Filing a grievance over the Bryant thing would be the exact opposite approach. It would (a) be aimed at P.R., not righting an actual wrong (the Cubs do have the power to do what they want with Bryant); and (b) would be a sure losing case, as no arbitrator will ever second-guess a decision by a club that is, by all evidence available apart from our skeptical inferences, a baseball decision. Marvin Miller’s approach was to show his strength by getting good results. A Bryant grievance would show the union’s weakness by attempting to get via litigation that which it could not get via a straight-up Collective Bargaining negotiation. In short, it would be throwing a public tantrum.

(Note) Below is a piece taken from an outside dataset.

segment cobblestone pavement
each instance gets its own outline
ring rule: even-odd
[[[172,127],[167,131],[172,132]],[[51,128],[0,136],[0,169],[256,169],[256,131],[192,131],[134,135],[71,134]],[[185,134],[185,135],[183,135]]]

A tantrum which would cause the union rank and file to feel like its union was less effective than they want it to be.

Which, by the way, is probably already happening in some respects. The union was overly-sensitive to p.r. concerns and the complaints of some of its more disgruntled members when it came to PEDs, routinely allowing the owners to re-negotiate the terms of the drug rules and penalties without getting anything in return. Such a stance may have gotten the union some good press in the short run, but it has created a situation in which the union has forever ceded any strength it had when it comes to drug issues. The league can suspend a first-time offender for a year now. It can, possibly, penalize a drug addict just as harshly. The MLBPA has no real voice in this anymore, it seems. If it picks losing battles in other areas, it will be similarly weakened.

If Tony Clark and the union want to fix the Bryant situation, they should address it in the next CBA. In the meantime, they should make a point of asserting the rights players already have by virtue of the CBA and work to build consensus among the players about what battles they wish to fight and how hard they wish to fight them.

Put differently: it should leave the theatrics and the P.R. to the Scott Borases of the world and get to work.